Rum can be made from sugar, sugar cane juice or molasses. But the variations don't stop there. Everything from the aging process to fermentation styles can vary, all of which affect the taste.

Here's a quick look at some of the types of rum:

White rum: As the blank canvas of the rums, white is ideal for complicated cocktails because it typically lacks overt flavor, although that's changing.

Gold rum: This amber-hued rum has a bolder flavor, because it's barrel-aged longer than white rum. Also great for rum-forward cocktails.

Dark rum: This dark, rich rum gives a hint of the molasses that it's most often from. (There are demerara sugar versions, as well.) It's also called Navy rum, in a nod to 17th-century Royal Navy ships, on which sailors received a ration of rum.

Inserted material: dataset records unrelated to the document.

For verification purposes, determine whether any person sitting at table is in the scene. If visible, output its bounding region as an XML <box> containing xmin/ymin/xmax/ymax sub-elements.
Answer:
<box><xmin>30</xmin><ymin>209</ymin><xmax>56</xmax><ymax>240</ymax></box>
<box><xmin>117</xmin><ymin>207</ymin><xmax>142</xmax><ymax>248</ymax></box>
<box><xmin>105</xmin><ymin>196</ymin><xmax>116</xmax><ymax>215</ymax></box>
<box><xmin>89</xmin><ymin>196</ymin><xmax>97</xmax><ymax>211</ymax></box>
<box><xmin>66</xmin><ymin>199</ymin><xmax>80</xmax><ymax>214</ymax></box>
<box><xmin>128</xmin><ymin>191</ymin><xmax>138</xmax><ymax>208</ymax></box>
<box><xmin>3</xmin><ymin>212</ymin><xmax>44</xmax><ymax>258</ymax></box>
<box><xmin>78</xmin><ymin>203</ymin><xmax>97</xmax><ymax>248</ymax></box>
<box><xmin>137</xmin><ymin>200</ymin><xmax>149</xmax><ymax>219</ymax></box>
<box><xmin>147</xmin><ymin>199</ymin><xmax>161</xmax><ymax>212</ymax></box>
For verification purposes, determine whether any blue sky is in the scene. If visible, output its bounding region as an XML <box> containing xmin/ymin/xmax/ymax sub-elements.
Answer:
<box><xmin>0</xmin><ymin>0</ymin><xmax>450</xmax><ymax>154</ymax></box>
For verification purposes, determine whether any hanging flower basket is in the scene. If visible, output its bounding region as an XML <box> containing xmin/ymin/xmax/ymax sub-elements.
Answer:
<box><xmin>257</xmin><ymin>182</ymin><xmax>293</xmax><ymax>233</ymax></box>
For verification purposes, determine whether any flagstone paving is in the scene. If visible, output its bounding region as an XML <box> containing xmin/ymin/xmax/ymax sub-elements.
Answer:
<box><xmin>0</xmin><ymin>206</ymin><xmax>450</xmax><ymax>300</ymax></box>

Spiced rum: Spiced rum has been a popular drink since the 1980s, jazzed up with a variety of spices and flavors meant to reflect rum's tropical origins.

Rhum agricole: A French Caribbean Islands-style rum that's made with sugar cane juice instead of the traditional molasses.

Cachaça: Brazil's national spirit, a sugar cane rum with hints of grass and apple. Best known for its use in the popular cocktail, çaipirinha.

Aged rum: This top-of-the-class rum is meant to be enjoyed on its own — on the rocks or neat — just like an aged whiskey.